フェラーリ 恐怖の男。一号公園の頭のおかしいおっさん。目は腫れていてあべこべの目、ブラックホールみたいな、恐ろしく大きな穴の鼻の持ち主。大きな呼吸音で僕らはフェラーリが近くにいるという危険を察知した。
「難関」 おかっぱの女の子。幼稚園から小学校の六年間、ずっと「はせがわはじめくん」に恋をしていて、兄ちゃんに会うという機会を窺っていた。
矢嶋優子さん 兄ちゃんの彼女。「とても大人」な女の人。とても美人だけど大人に好かれるタイプの女の子ではなかった。母子家庭の子。ミキ拗ねる。
湯川さん 引っ越す前の町で僕に「好きです」と手紙をくれた女の子。引っ越した後文通をし、3年経って会いたいとの誘いに・・。デートは失敗だった。

須々木原環(たまき)
<ゲンカン>

中学一年生の秋に転入してきたアメリカ帰りの帰国女子。学年でいつも一番を取る女の子。僕は童貞を失った。

溝口先史(さきふみ)
<サキコ>

父さんの高校の同級生。高校時代ラグビー部のマネージャー。大人になり水商売の世界に。
薫さん 中学2年生の時に転校してきた僕より2つ年下の風変わりな女の子。男の子のような性格。ミキとバスケ部で一緒、我が家に3日に上げず訪れるように。

物語の概要:(図書館の紹介記事より。)

一家の灯火が消えてしまいそうな、ある年の暮れのこと。僕は、何かに衝き動かされるようにして、実家に帰った。僕の手には…。あるちっぽけな家族に起こった、ひとつの奇蹟。どこまでもまっすぐに届く家族小説。

読後感
  

 最初の方では兄ちゃん存在が見当たらなかったが、20年と4ヶ月後4年前に死ぬ。その後ミキの誕生辺りから3人の子供達と両親そして我が家にやって来たサクラという犬との生活風景が展開する。
 話題は子供達のそれぞれの性格を知る上に貴重な事件やら恋の話、学校生活での友達関係、親の夫婦仲などとりとめもなく展開していく。

 ところが第5章で兄ちゃんが交通事故に遭うシーンから一転それまでの穏やかで生ぬるいような描写に嵐が襲ってきたかのようなシビアな状況に暗転。描写が淡々としているのが余計に切なさが募ってきて胸が熱くなる。

 人の感情ってこういう境遇になると感じ方も考え方も百八十度読みが深くなると言うか、今までの見方と変わってしまうものかと思ってしまう。
 兄ちゃんの感じたこと、ミキがしたことに対する激しい反省の思い。それを知ったときの僕の気持ち。それらを知ってるのかどうか分からないが、犬のサクラの反応。

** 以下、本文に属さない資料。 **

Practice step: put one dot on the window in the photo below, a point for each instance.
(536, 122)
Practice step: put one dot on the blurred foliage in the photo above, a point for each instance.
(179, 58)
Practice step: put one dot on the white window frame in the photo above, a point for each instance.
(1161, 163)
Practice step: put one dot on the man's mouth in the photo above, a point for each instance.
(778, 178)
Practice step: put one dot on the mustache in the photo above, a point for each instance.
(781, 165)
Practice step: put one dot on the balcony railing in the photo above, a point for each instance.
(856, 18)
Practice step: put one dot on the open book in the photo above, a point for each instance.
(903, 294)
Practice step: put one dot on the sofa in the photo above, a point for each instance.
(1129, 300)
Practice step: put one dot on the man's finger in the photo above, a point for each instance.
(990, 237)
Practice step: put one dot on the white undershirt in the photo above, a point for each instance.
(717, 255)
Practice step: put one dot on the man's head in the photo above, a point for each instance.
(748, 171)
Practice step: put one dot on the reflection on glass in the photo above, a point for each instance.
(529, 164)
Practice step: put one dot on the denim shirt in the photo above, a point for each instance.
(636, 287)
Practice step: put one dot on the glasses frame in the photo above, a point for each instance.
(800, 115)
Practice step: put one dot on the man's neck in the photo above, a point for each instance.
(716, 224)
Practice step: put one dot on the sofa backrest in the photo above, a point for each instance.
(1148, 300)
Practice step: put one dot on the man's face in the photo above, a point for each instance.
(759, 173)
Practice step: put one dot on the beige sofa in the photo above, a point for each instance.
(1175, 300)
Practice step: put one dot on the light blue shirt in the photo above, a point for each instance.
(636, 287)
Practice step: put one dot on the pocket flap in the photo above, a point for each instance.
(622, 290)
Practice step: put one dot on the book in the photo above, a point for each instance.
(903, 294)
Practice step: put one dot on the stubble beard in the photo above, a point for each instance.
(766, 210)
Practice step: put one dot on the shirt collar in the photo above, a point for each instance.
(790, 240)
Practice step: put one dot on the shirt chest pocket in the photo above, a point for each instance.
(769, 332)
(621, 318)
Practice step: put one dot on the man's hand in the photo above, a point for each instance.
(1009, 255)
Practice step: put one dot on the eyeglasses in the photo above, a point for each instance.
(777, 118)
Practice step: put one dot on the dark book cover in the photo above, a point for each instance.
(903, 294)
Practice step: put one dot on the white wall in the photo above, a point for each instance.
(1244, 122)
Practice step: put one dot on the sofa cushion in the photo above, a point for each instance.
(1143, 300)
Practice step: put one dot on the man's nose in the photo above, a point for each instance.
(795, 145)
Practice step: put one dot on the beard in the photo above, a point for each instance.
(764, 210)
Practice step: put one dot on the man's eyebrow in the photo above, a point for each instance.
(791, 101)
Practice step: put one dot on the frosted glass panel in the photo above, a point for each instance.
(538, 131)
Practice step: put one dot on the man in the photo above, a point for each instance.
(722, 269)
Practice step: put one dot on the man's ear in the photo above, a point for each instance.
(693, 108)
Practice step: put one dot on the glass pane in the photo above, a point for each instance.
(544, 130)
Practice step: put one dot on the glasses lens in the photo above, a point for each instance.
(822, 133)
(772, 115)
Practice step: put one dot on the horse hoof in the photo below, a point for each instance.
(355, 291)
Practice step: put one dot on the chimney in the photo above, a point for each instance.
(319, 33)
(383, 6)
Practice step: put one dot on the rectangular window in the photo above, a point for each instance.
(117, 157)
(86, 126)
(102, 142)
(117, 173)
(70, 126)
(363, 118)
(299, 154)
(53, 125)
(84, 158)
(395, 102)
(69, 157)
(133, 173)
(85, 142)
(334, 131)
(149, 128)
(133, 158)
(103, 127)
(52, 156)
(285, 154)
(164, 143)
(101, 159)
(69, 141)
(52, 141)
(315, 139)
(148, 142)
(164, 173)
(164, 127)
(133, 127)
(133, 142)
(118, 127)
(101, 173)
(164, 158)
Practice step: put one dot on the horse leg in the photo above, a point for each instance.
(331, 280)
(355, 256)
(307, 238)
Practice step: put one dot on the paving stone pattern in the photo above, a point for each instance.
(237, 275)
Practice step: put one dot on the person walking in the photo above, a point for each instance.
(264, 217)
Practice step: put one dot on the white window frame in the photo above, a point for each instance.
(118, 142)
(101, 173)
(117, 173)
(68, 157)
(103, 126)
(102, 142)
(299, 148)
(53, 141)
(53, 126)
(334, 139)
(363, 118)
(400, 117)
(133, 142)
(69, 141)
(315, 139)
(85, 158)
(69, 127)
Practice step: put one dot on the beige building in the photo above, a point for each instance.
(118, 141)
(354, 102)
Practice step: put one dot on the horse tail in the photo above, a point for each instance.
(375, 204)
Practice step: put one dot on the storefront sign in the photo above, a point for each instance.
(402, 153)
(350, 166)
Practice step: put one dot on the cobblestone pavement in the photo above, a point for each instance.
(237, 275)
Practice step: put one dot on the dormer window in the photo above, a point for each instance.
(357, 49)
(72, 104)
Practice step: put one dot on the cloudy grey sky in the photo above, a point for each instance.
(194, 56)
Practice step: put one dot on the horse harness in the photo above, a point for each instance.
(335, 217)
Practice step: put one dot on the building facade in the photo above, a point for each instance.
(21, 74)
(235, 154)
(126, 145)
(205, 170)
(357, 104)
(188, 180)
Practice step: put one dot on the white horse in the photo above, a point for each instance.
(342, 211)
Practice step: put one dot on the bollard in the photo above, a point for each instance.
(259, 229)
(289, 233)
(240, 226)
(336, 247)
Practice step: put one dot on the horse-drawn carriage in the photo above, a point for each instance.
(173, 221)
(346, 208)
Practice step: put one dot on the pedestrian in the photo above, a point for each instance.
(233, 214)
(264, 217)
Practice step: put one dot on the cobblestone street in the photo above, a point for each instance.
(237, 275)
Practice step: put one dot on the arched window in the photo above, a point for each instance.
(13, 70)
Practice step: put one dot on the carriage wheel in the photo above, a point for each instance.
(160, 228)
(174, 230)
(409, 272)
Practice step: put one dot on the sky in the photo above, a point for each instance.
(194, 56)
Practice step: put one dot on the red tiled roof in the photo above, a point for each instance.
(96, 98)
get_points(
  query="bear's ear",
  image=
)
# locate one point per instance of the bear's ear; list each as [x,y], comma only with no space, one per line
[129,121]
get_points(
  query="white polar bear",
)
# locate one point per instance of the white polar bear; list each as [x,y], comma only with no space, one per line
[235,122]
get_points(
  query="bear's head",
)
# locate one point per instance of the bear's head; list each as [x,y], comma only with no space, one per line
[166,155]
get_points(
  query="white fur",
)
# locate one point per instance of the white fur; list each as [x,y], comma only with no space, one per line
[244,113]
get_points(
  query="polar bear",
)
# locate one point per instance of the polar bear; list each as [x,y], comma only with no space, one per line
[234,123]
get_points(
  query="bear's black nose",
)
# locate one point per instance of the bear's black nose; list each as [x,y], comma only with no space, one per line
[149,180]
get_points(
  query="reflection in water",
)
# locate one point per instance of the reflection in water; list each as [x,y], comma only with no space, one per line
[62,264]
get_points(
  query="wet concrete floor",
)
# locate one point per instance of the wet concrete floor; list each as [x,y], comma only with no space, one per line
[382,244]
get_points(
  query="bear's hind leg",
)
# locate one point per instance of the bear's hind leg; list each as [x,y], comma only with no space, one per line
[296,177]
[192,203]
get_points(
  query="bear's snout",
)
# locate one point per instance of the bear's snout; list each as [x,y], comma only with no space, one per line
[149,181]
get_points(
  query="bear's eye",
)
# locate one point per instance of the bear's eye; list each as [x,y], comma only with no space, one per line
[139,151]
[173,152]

 子供の頃フェラーリを見て危険を感じていたのが、兄ちゃんが子供達にそれと同じに見られたことに、フェラーリと同じ世界に自分がいることにショック。
 そして「この体で、また年を越すのが辛いです。ギブアップ」という紙切れを残して自らの命を絶つ。
 その後の家族の面々の変わりようがまた悲しい。特にミキの有様は。
 終わりの章で果たしてこの家族は日常に戻れたのか? 

  

余談:

 作品の中での犬の名前は”サクラ”。一方本の題名は”さくら”。どうなんだろうと考えた。でも良くも悪くも長谷川家にとって犬の”サクラ”が家族の中で占める重要さはとてつもなく大きなものであった。おわりの章での家族の行為がそれを象徴していた。
 ところで、最後まで読んでやはりもう一度はじまりの章を読んでみたくなってしまった。こんな作品の作り方もあるんだなあ。もうひとつ、節(?)の文字が手書きのような文字であることも新鮮でいい。
<補>本作品の「さくら」20万部突破のロングセラーとあった。